Provenance: Collection of Hermann Dobrikow (1860-1928), German councilor to Beijing 1900-1928.
Rudolph Lepke, Berlin, 4 and 5 March 1930, lot 218.
A German private collection.
Note: Large-sized vases and jars such as the present example were made in surprisingly large numbers during the Jiajing period of the Ming dynasty as surviving examples in museum and private collections testify. Their large surfaces presented the perfect canvas for designs that were boldly painted in shades of a striking cobalt blue. Indeed, it is the hues of the vibrant underglaze blue found on porcelains of this period that was prized for its brilliance. Jiang Jianxin in his analysis of underglaze blue porcelains of the Jiajing reign notes that the different shades of underglaze blue by the potters in Jingdezhen were a result of experimenting with different pigments which increasingly included indigenious cobalt ore known as huiqing from Yunnan, but also cobalt ore known as po tang qing produced in Leping, and shizi qing from Ruizhou, see Jiang Jianxin, 'A Study of Late Ming Imperial Porcelain in the Huaihaitang Collection based on Archaeological Evidence from the Jingdezhen Imperial Kiln', in Eternal Enlightenment. The Virtual World of the Jiajing Emperor, Hong Kong, 2023, pp. 90-92. The use of indigenious cobalt ore and the improvements made in purifying the raw ore contributed to the striking, jewel-like cobalt blue shades with strong purple undertones that characterise underglaze blue porcelains of the Jiajing reign.

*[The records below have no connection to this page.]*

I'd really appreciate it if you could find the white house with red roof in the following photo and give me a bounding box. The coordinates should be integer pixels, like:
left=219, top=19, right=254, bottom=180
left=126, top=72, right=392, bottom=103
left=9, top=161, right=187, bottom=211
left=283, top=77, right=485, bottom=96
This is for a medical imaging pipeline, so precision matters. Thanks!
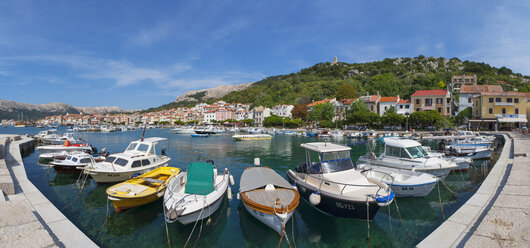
left=410, top=90, right=451, bottom=116
left=378, top=96, right=400, bottom=116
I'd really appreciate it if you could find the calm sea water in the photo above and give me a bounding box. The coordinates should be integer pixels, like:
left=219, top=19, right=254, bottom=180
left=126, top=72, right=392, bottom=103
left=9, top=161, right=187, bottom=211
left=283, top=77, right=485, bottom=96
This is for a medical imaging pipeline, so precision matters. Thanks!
left=0, top=127, right=498, bottom=247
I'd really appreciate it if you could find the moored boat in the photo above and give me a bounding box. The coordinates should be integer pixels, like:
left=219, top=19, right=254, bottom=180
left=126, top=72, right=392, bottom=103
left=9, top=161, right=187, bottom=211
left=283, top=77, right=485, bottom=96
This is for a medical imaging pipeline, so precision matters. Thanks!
left=232, top=134, right=272, bottom=141
left=287, top=142, right=394, bottom=219
left=238, top=158, right=300, bottom=235
left=357, top=163, right=439, bottom=197
left=84, top=137, right=171, bottom=183
left=163, top=162, right=233, bottom=224
left=106, top=167, right=180, bottom=213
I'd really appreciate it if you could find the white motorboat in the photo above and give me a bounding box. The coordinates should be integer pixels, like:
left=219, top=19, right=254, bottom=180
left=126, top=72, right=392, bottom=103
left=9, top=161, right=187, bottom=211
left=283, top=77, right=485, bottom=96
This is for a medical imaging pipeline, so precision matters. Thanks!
left=171, top=126, right=195, bottom=134
left=50, top=133, right=86, bottom=145
left=287, top=142, right=394, bottom=219
left=50, top=152, right=96, bottom=172
left=232, top=134, right=272, bottom=141
left=357, top=163, right=439, bottom=197
left=163, top=163, right=233, bottom=224
left=36, top=144, right=95, bottom=158
left=359, top=137, right=458, bottom=178
left=84, top=137, right=171, bottom=183
left=423, top=146, right=473, bottom=171
left=238, top=158, right=300, bottom=235
left=444, top=145, right=493, bottom=160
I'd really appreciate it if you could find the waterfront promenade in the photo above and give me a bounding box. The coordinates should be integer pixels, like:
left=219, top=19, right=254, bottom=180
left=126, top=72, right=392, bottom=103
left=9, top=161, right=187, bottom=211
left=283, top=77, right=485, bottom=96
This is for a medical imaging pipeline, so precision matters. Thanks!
left=417, top=132, right=530, bottom=247
left=0, top=135, right=97, bottom=247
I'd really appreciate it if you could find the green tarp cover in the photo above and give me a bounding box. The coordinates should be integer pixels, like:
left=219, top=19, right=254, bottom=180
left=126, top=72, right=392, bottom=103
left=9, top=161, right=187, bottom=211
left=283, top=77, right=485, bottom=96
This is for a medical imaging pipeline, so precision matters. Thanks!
left=184, top=163, right=215, bottom=195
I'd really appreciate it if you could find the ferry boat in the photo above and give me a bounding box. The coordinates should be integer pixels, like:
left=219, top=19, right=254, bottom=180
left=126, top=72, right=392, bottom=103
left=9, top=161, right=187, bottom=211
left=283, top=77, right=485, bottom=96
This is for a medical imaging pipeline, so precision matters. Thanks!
left=359, top=137, right=458, bottom=178
left=106, top=167, right=180, bottom=213
left=163, top=162, right=233, bottom=224
left=238, top=158, right=300, bottom=235
left=232, top=134, right=272, bottom=141
left=287, top=142, right=394, bottom=219
left=84, top=137, right=171, bottom=183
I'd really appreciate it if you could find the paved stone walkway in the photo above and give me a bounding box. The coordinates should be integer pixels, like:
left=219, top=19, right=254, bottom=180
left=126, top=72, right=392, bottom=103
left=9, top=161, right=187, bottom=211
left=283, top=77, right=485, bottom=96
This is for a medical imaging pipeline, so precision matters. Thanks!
left=458, top=133, right=530, bottom=248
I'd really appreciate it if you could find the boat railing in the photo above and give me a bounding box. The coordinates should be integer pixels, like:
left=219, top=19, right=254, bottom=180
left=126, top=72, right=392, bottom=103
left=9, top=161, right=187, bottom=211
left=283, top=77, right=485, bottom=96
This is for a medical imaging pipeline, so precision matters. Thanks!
left=305, top=174, right=381, bottom=195
left=164, top=170, right=229, bottom=220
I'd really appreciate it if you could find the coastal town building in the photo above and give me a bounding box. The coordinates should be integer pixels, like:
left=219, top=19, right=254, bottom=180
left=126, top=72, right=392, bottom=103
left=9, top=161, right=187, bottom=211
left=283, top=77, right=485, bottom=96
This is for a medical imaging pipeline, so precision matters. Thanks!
left=451, top=74, right=477, bottom=92
left=378, top=96, right=400, bottom=116
left=359, top=91, right=381, bottom=114
left=455, top=85, right=503, bottom=114
left=271, top=104, right=294, bottom=118
left=410, top=90, right=451, bottom=116
left=469, top=92, right=528, bottom=130
left=253, top=106, right=271, bottom=127
left=396, top=99, right=411, bottom=115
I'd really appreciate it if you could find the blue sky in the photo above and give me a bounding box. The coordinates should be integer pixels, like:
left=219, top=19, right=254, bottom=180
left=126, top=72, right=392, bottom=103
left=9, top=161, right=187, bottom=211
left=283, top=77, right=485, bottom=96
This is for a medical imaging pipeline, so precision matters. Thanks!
left=0, top=0, right=530, bottom=109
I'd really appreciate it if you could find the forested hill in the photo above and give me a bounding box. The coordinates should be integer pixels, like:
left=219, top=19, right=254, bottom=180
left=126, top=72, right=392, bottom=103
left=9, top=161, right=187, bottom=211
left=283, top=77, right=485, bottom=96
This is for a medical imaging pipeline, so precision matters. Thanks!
left=222, top=55, right=530, bottom=107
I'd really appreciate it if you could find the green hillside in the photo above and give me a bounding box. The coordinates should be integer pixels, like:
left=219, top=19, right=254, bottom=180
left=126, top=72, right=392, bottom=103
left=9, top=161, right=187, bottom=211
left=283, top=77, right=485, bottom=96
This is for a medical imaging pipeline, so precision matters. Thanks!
left=223, top=55, right=530, bottom=107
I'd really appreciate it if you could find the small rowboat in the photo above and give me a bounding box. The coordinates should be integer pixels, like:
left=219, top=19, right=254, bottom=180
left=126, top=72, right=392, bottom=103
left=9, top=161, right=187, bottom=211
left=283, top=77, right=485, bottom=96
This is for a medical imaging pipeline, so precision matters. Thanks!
left=107, top=167, right=180, bottom=213
left=232, top=134, right=272, bottom=141
left=238, top=159, right=300, bottom=235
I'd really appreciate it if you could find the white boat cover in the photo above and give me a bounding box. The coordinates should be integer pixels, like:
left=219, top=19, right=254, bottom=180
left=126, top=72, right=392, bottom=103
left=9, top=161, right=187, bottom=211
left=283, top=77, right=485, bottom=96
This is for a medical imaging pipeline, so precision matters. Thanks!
left=239, top=167, right=292, bottom=192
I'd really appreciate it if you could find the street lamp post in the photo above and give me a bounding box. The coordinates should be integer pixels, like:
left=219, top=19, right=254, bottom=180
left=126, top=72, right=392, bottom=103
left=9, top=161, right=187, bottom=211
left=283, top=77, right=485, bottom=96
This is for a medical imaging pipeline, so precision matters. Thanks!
left=405, top=113, right=409, bottom=131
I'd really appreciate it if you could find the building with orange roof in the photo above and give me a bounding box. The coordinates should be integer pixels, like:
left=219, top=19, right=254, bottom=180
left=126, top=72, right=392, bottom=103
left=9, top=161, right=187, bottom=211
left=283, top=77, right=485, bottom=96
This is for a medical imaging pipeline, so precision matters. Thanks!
left=470, top=92, right=528, bottom=130
left=378, top=96, right=400, bottom=116
left=396, top=99, right=412, bottom=115
left=410, top=90, right=451, bottom=116
left=455, top=84, right=503, bottom=113
left=451, top=74, right=477, bottom=92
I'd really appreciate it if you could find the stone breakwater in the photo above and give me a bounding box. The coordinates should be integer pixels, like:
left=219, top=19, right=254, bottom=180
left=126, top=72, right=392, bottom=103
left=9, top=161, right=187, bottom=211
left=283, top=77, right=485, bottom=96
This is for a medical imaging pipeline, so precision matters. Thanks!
left=0, top=135, right=98, bottom=247
left=417, top=133, right=530, bottom=247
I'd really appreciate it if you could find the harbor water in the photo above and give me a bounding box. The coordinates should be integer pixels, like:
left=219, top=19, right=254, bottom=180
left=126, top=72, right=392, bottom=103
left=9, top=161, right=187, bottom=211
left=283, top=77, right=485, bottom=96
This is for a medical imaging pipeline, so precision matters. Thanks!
left=0, top=127, right=495, bottom=247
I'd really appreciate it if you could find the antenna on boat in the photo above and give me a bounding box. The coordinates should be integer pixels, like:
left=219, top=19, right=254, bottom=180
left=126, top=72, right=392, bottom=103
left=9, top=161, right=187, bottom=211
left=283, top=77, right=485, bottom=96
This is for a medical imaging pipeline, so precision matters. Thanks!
left=140, top=122, right=147, bottom=141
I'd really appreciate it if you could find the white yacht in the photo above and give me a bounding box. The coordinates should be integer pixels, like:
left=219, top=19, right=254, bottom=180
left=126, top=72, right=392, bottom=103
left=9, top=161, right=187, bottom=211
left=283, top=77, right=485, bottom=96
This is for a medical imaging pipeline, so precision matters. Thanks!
left=359, top=138, right=458, bottom=178
left=171, top=126, right=195, bottom=134
left=163, top=163, right=233, bottom=224
left=357, top=163, right=439, bottom=197
left=50, top=133, right=86, bottom=145
left=84, top=137, right=171, bottom=183
left=287, top=142, right=394, bottom=219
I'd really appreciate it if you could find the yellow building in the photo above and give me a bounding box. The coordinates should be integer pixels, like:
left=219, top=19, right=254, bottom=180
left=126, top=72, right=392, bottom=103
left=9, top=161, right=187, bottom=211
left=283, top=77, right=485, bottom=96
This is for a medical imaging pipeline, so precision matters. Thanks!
left=473, top=92, right=527, bottom=129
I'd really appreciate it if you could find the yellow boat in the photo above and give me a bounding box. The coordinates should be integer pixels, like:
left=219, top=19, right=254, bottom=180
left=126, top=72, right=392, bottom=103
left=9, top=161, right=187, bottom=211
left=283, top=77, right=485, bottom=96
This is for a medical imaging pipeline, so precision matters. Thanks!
left=107, top=167, right=180, bottom=213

The designs found on large jars made in the Jiajing reign appear to be rather standardized and range from meandering lotus scrolls to striding dragons, boys at play and figural scenes of scholars and their acolytes such as depicted on the present jar. For a very similar jar in the Tianminlou collection, see Chinese Porcelain. The S.C. Ko Tianminlou Collection, Hong Kong, 1987, cat.no. 36. Another jar of this size and design from the collection of the Hakone Museum of Art, is published in the Sekai Toji Zenshu, vol. 14, Tokyo, 1976, pl. 73. A third example from the Huaihaitang Collection was illustrated in Eternal Enlightenment. The Virtual World of the Jiajing Emperor, Hong Kong, 2023, cat.no. 101, pp. 244-245. More recently, two jars similarly decorated with figures in four reserved panels, have sold at auction, the first sold in Sotheby's New York, 19 September 2002, lot 113, the second in Sotheby's New York, 16 March 2016, lot 296.